[RFC v2 4/4] ARM: keystone: dma-coherent with safe fallback

Tue Jun 7 05:55:05 PDT 2016

On Tue, Jun 07, 2016 at 01:32:48PM +0100, Russell King - ARM Linux wrote:
> On Tue, Jun 07, 2016 at 11:01:43AM +0100, Mark Rutland wrote:
> > So, if we codify the dma-coherent semantics as only matching the working
> > case today, then it becomes consistent and independent of kernel
> > configuration, and we can add properties to cater for the other cases,
> > independent of kernel configuration.
> 
> That's where our points of view differ.  You claim that it becomes
> independent of the kernel configuration.  I'm saying that's total
> rubbish, because it's dependent on the kernel setting the CPU page
> tables up as it does today.

The key point is that *description* of the requirements for coherency
becomes independent of kernel configuration. Yes, whether or not a
kernel can support those depends on the configuration.

> If we set them up differently, then it doesn't work so well.  This
> is evidenced by Marvell Armada uniprocessor platforms, where they
> are DMA coherent provided that the S bit is set.  However, because
> they are uniprocessor platforms, the kernel sets the page tables up
> with the S bit clear.  That means that the kernel configures the
> system in a way which results in it being non-coherent.
> 
> So here, we have an example of why your position is actually incorrect.
> dma-coherent does *not* give a "consistent and independent of kernel
> configuration" property - it's inherently tied to how the kernel has
> setup the page tables.

Sorry, but that is not quite what I said.

I said that if you read dma-coherent as specifying *the requirements*
for coherency (i.e. "coherent iff Normal, Inner Shareable, Inner WB
Cacheable, Outer WB Cacheable"), rather than specifying that there is
coherency given some unspecified requirements, then it is possible to
use it in a manner which is consistent and independent of kernel
configuration. If the kernel uses memory attributes that don't meet
those requirements, it can know that the device cannot be used in a
coherent manner.

If we take that stance, then we can cater for other requirements (e.g.
Outer Shareable on Keystone) by having properties to specify those
requirements (e.g. dma-outer-coherent). The tricky part is how the
kernel decides how best to use that information, but that is a problem
regardless.

> > > For example, if you clear the shared bit in the page tables on non-LPAE
> > > SoCs, devices are no longer coherent.
> > 
> > Yes. This is a problem, but one that we already face. If we clarified
> > the semantics as above, we would know that the device is simply not
> > coherent.
> 
> How?  We would need to introduce some flag which is passed from the
> architecture code into the OF code to disable the effect of dma-coherent,
> making of_dma_is_coherent() return false if the S bit is clear.

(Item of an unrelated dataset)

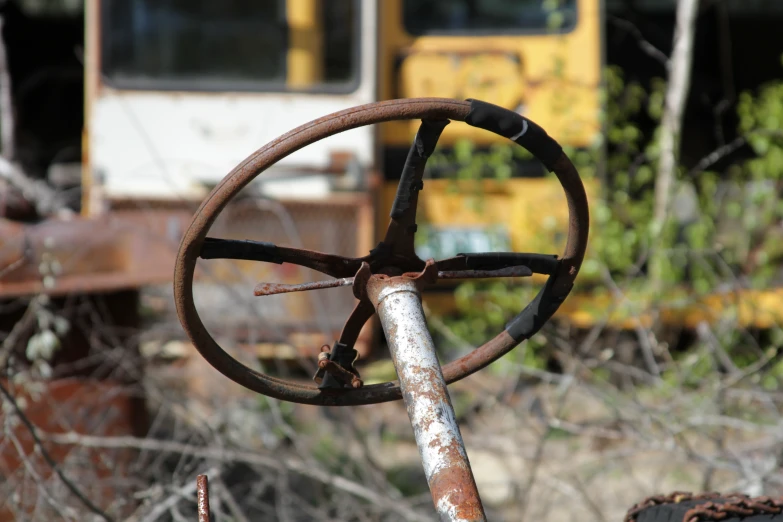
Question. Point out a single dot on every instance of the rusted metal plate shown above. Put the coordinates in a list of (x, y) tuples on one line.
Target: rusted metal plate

Yes, we would need to either alter the OF code, or some code which makes
use of this. Surely it's possible to have this logic in an arch
callback?

> > > Whether devices are DMA coherent is a combination of two things:
> > >  * is the device connected to a coherent bus.
> > >  * is the system setup to allow coherency on that bus to work.
> > > 
> > > We capture the first through the dma-coherent property, which is clearly
> > > a per-device property.  We ignore the second because we assume everyone
> > > is going to configure the CPU side correctly.  That's untrue today, and
> > > it's untrue not only because of Keystone II, but also because of other
> > > SoCs as well which pre-date Keystone II.  We currently miss out on
> > > considering that, because if we ignore it, we get something that works
> > > for most platforms.
> > > 
> > > I don't see that adding a dma-outer-coherent property helps this - it's
> > > muddying the waters somewhat - and it's also forcing additional complexity
> > > into places where we shouldn't have it.  We would need to parse two
> > > properties in the DMA API code, and then combine it with knowledge as
> > > to how the system page tables have been setup.  If they've been setup
> > > as inner sharable, then dma-coherent identifies whether the device is
> > > coherent.  If they've been setup as outer sharable, then
> > > dma-outer-coherent specifies that and dma-coherent is meaningless.
> > 
> > I think that at minimum, the attributes devices require needs to be
> > describe to the kernel, rather than being something we hope just
> > happened to match.
> 
> Yuck.  Seriously?  What happens when we have two devices which have
> different required attributes for the CPU mapping?  Should architecture
> code have to parse the entire DT tree to work out what attributes each
> device needs, and try to then work out how the CPU page tables should
> be setup?

No, we do not necessarily have to try to dynamically handle every
possible case, especially as the vastly common case is the one I called
out above.

For those boards where we're going to have some code special-casing
those regardless, automatically deciding to have the kernel use the
preferred set of attributes is fine. However, to do this I don't think
we should provide board+kernel specific semantics to dma-coherent, and
should at least precisely specify the coherency requirements.

Thanks,
Mark.